Experimental study on advanced indirect evaporative cooling and desiccant dehumidification systems for agricultural greenhouses

The study aims to evaluate evaporative cooling and/or desiccant based solution(s) for energy-efficient control of greenhouse temperature (T) and relative humidity (RH). In this regard, a lab-scale greenhouse alongside experimental apparatus for three kinds of T/RH control systems (i.e. standalone M-cycle evaporative cooling, standalone desiccant air-conditioning (DAC), and M-cycle assisted DAC) are developed and thermodynamically evaluated. The standalone M-cycle evaporative cooling system showed potential to reduce ambient air T up to 13 °C, however, it was not able to maintain greenhouse humidity during humid conditions.

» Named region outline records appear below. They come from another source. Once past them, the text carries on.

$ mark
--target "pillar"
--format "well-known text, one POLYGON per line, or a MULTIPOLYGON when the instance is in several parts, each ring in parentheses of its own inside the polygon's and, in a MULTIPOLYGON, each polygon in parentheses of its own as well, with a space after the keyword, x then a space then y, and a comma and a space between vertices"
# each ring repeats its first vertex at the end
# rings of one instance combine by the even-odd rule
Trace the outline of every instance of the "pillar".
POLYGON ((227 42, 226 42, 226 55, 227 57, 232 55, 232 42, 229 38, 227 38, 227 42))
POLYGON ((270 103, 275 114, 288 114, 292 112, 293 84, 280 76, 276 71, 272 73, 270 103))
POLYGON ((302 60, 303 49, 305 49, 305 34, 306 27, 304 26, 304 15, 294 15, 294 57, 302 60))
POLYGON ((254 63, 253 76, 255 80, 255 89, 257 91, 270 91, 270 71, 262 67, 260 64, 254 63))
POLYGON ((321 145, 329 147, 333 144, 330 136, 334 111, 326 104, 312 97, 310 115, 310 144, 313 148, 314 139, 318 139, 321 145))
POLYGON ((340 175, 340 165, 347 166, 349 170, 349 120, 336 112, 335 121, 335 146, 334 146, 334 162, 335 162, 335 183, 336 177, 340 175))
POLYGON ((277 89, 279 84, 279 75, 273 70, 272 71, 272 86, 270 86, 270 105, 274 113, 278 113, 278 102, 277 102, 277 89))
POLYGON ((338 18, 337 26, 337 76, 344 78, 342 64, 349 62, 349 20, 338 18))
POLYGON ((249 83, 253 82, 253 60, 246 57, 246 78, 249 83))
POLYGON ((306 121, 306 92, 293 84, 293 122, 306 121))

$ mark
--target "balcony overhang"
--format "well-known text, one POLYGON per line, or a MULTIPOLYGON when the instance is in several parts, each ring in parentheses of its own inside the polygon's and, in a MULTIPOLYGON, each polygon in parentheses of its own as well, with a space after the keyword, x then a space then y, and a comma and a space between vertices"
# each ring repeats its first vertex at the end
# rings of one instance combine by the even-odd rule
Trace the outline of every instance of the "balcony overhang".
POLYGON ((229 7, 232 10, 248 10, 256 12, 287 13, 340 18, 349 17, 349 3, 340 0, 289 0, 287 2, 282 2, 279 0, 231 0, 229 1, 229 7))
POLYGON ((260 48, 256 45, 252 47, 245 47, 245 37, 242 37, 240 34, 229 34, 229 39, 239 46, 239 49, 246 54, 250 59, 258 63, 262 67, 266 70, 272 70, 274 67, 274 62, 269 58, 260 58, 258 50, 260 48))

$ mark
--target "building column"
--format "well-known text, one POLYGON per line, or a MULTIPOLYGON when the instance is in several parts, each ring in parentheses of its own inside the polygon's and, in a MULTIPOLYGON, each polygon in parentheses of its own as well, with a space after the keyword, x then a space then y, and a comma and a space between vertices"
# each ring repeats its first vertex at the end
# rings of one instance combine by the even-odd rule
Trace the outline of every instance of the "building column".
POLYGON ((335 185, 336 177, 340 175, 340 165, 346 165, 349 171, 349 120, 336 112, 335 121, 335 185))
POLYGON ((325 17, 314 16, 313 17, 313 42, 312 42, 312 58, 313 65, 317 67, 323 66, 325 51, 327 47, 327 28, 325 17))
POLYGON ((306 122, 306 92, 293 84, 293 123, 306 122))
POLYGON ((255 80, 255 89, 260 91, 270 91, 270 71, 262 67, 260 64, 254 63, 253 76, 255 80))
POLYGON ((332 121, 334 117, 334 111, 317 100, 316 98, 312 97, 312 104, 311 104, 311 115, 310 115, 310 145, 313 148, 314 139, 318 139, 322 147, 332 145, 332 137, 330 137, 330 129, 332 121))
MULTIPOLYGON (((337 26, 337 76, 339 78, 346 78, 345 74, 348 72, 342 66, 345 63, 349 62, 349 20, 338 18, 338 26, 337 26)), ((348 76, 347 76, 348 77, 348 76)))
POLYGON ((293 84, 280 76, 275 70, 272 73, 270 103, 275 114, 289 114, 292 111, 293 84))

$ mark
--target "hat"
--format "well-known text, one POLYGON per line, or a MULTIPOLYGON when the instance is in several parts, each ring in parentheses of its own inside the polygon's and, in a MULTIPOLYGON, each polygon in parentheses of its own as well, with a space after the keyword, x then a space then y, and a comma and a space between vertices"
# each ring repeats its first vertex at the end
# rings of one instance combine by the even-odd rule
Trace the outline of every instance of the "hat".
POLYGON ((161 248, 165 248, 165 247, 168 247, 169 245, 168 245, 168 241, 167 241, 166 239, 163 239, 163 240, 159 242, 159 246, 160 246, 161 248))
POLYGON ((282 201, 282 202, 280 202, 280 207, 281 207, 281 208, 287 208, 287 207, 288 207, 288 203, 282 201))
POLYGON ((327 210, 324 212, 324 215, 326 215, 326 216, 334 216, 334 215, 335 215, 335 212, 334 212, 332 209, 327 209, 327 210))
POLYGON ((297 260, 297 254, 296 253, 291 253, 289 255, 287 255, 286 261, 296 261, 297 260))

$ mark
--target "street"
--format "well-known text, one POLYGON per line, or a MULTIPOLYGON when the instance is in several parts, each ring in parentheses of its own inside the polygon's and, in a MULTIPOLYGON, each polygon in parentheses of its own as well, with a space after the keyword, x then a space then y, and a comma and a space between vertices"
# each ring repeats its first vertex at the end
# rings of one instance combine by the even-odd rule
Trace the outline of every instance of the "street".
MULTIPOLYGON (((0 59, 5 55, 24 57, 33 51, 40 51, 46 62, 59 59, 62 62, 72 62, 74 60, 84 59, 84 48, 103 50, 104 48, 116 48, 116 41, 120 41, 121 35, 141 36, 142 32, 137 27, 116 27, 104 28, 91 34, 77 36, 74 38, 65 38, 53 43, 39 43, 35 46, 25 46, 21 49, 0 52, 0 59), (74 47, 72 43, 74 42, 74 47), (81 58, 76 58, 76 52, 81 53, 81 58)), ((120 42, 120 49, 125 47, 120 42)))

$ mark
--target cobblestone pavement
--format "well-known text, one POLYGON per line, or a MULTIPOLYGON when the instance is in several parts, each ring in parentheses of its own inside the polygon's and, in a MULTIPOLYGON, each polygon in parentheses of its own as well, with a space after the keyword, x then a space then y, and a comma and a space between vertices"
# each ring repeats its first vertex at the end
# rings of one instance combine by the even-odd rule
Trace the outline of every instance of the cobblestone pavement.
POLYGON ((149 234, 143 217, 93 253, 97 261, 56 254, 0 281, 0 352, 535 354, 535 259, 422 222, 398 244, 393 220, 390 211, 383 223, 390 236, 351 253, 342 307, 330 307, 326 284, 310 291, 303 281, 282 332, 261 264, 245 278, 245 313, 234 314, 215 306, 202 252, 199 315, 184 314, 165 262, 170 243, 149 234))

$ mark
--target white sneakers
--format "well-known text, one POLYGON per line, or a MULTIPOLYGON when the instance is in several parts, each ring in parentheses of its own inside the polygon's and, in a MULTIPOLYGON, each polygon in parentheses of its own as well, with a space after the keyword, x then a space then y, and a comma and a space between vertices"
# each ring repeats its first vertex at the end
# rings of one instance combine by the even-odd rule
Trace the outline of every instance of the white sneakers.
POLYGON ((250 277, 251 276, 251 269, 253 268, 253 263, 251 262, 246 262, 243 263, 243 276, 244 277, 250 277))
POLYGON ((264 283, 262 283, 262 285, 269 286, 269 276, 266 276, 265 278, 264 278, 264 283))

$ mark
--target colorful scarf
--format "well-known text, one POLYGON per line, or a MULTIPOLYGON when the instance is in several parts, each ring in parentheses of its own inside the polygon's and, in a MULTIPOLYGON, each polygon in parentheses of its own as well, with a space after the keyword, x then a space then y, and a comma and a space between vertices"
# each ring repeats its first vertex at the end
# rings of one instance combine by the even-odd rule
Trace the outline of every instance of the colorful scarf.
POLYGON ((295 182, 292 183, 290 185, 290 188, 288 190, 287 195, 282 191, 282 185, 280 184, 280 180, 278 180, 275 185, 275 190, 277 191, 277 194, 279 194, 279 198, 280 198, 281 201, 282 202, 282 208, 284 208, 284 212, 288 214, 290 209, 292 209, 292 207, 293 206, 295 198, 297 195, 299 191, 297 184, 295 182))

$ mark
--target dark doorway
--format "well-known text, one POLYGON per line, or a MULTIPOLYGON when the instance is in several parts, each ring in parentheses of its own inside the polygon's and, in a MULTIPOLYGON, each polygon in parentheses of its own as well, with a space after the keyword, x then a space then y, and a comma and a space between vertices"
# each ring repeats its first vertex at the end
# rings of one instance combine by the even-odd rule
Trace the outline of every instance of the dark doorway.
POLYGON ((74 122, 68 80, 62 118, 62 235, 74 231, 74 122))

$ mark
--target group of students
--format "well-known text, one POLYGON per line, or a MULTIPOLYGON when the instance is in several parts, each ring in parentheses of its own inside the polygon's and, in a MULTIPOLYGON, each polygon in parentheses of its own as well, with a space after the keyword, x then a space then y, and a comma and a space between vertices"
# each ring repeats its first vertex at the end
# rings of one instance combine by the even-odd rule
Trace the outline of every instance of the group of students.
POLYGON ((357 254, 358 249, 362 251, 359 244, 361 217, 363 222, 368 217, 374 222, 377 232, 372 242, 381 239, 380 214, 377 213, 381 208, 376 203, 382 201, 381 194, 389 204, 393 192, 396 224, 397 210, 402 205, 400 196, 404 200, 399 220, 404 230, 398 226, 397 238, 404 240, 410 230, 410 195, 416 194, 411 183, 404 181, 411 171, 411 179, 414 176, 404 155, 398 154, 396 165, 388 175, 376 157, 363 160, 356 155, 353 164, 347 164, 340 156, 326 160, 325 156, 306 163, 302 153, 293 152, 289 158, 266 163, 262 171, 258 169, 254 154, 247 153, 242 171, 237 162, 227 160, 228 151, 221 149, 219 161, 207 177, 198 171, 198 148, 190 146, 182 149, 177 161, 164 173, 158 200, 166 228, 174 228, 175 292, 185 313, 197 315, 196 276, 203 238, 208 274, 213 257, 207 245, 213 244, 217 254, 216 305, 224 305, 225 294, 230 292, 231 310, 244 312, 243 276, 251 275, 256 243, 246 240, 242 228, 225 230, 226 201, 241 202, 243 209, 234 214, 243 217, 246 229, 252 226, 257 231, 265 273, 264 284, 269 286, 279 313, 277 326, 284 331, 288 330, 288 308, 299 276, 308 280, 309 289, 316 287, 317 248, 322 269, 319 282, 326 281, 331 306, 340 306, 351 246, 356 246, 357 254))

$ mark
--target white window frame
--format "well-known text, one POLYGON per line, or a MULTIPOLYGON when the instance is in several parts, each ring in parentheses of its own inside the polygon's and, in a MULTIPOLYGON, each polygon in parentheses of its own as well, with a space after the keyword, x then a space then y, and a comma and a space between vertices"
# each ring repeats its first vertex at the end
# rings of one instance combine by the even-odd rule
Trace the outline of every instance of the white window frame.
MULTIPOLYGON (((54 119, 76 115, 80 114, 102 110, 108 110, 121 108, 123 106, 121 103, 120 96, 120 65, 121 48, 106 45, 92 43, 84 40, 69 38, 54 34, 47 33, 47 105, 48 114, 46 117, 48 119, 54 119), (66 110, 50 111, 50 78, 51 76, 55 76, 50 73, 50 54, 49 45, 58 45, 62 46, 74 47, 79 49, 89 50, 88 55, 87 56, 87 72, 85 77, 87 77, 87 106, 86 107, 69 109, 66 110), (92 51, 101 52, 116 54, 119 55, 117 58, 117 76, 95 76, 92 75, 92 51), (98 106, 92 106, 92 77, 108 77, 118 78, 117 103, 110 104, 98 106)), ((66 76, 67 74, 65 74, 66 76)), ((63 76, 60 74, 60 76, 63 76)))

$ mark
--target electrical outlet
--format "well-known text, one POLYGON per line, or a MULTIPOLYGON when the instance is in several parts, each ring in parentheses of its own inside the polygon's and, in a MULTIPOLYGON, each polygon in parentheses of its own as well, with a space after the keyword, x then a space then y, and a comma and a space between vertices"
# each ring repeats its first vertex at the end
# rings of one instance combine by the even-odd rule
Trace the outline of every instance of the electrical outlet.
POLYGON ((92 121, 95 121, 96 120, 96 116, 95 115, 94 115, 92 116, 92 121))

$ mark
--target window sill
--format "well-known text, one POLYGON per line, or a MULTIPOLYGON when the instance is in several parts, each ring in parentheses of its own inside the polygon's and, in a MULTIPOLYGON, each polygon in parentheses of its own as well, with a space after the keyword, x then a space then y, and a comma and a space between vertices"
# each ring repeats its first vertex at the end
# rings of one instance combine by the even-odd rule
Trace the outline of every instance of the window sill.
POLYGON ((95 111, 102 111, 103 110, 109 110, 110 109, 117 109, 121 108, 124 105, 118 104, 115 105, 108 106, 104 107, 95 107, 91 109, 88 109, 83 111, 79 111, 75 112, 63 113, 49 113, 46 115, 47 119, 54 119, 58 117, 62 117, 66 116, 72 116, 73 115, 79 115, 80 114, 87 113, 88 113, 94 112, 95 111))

The M-cycle assisted DAC system is outperformed for maintaining optimum greenhouse T and RH conditions as compared to standalone DAC with maximum moisture removal rate of 1.73 kg/h, cooling potential of 25.66 kJ/kg, and COP of 1.50 at regeneration T of 60 °C. The cooling potential and COP of the M-cycle assisted DAC system is ∼2 and ∼ 3.7 times higher as compared to standalone DAC system with maximum energy efficiency ratio of 3.52. Payback period and levelized cost of energy for M-cycle assisted DAC system is found 3.70 years and 0.07 USD/kWh, respectively. Moisture removal cost of solar PV operated M-cycle assisted DAC system is ∼2.6 times lower than grid electricity operated system. Integrating solar PV electricity into M-cycle assisted DAC system reduced CO₂ emissions to 7.98, 4.02, and 7.73 tons CO₂e/year than electricity from coal, natural gas, and oil, respectively. The study concludes that the M-cycle assisted DAC system has the potential to efficiently control greenhouse T/RH conditions.